Güncelleme Tarihi:
Balıkesir Damızlık Koyun-Keçi Yetiştiricileri Birliği Başkanı Bayram Atbakan, il genelinde koyun ve keçi olmak üzere 850 bine yakın küçükbaş hayvan bulunduğunu söyledi.
İlin küçükbaş hayvan yetiştiriciliği ve kırmızı et üretiminde ilk sıralarda geldiğini ifade eden Atbakan, bu yıl samanın kilosunun 60 kuruşun üzerine çıkması nedeniyle üreticilerin sıkıntılı olduğunu anlattı.
Saman ve yem fiyatlarındaki yükselişin özellikle bu yıl çobanları daha kıymetli hale getirdiğini dile getiren Atbakan, “Yem fiyatları artsa da birçok üretici samanla idare ediyordu. Zaman zaman kendi imkanlarıyla hayvanlarını otlatarak beslenme maliyetini düşürmeye çalışıyordu. Saman fiyatları yükselince üreticiler, işi bilen kalifiye çoban arayışına girdi” dedi.
Küçükbaş hayvanlar için “7 ay Allah'tan 5 ay ambardan yer” diye bir söylem olduğunu belirten Atbakan, “Yani hayvanlar 7 ay meradan, 5 ay hazır yem ve samanla beslenir. Saman ve yem fiyatları artınca, hava şartları imkan verdikçe hayvanlar meraya çıkarılmaya çalışılıyor” diye konuştu.

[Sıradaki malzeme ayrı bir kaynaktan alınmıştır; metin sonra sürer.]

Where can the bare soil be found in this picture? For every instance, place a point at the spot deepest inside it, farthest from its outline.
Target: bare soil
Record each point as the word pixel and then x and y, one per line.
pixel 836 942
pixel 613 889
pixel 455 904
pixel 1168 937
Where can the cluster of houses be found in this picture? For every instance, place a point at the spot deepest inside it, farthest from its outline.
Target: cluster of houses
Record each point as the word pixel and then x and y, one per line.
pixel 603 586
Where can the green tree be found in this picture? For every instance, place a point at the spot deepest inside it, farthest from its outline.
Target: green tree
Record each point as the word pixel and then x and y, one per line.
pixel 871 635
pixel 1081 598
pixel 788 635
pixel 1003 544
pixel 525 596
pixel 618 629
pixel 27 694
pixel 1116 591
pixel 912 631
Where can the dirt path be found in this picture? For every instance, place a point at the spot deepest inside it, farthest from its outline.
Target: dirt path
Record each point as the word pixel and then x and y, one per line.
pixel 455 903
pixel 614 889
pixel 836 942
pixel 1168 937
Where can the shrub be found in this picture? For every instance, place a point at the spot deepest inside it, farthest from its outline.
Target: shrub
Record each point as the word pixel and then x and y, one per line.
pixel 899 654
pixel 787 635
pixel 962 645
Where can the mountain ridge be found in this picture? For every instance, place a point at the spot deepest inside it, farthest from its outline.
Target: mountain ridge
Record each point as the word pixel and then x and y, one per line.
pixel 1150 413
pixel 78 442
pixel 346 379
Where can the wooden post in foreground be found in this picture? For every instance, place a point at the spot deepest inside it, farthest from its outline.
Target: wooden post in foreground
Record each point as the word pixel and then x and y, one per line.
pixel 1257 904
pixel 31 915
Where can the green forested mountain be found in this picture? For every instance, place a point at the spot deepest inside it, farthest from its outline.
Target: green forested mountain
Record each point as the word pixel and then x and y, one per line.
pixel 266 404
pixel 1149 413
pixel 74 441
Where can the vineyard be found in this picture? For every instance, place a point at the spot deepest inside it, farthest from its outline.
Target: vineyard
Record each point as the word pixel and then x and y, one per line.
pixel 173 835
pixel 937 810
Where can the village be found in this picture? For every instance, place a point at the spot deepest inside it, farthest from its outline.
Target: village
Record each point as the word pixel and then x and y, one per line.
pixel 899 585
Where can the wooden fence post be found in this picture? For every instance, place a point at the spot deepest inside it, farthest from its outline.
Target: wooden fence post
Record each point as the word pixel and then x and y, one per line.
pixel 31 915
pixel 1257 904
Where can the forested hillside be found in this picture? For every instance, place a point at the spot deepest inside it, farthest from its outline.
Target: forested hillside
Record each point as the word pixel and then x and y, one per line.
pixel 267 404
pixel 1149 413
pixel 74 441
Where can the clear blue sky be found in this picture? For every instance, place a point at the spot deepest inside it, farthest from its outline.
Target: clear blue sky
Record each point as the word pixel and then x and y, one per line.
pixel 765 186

Atbakan, Marmara Bölgesi'nde sürü yöneticilerine (çoban), kalacak yer, yeme-içme ve giyeceğinin sunulduğunu, aylık ücretlerinin de bin 500 liraya ulaştığını belirterek, Doğu illerinde bazı yerlerde fiyatların 2 bin 500 liraya dayandığını söyledi. İşi bilen çoban bulmakta zorlandıklarını anlatan Atbakan, şöyle devam etti:
“Aylık ücreti bin 500 liraya çıksa da birçok üretici halen çoban bulabilmiş değil. Birlik olarak mayıs ayında 'sürü yöneticiliği' kursu açtık. Aslında biz çoban denmesine de sıcak bakmıyoruz. Sürü yöneticiliği denmeli. Çünkü bu iş kolay değil. Halk Eğitim Merkezi ile ortaklaşa açtığımız kursta 147 kişiye sertifika verdik. Bu kişilerin işleri hazırdı ve istihdam edildiler. Bunu yaygınlaştırmamız gerekiyor. Birçok işsizin işe, bizim de sürü yöneticilerine ihtiyacımız var. Ayda bin 500 liraya 100 hayvan bakacak.”
“Devletten sigorta desteği bekliyoruz”
Atbakan, bu dönemde birçok kişinin sosyal güvence talep ettiğini belirterek, “Biz üreticiler, devletten sigorta desteği bekliyoruz. Sigorta priminin yarısını biz, yarısını devlet karşılasın. Bu durumda, maliyetler düşecek, yetiştiricilik artacak, kırmızı et fiyatlarının aşırı yükselmesi duracaktır” dedi.
Sosyal güvence olması durumunda işsizlerin sektörde istihdam edilebileceğini vurgulayan Atbakan, şunları kaydetti:
“Sosyal güvence olmayınca bunu meslek olarak kabul etmiyorlar, kız bile vermiyorlar. Sürü yöneticileri, 7 ay içinde üreticiyi iflah da iflas da ettirir. Ağır gebelikte, geceleri nasıl güdülür bilmeli. Geceleri kaç kez su verileceğini öğrenmeli. Bunu bilmezsen, hayvanı susuz bırakırsan kuzu alamazsın, hepsi düşük yapar. Tornacı, elektrik ustası, marangoz neyse çobanlık da böyle meslek. Sopayı omzuna almakla olmuyor. Ne yazık ki, bu mesleği iyi bilen 50 yaşın altında kişi kalmadı. Gençlerimiz bu işe sıcak bakmıyorlar. Özellikle kışın çobanın mesaisi 6 saati geçmez. Sabah gelir yemler, biraz otlatır, gelir kapatır.”
Atbakan, işini iyi bilen, kalifiye çobanların daha yüksek ücretler alabildiğini dile getirerek, “Doğu illerinde aylık 2 bin 500 lira alanlar, bu işin ehilleri. Orada birkaç üreticinin toplu olarak 500 koyunluk sürülerine bakıyorlar. İşini bilene 500 küçükbaş hayvan bile az gelir” diye konuştu.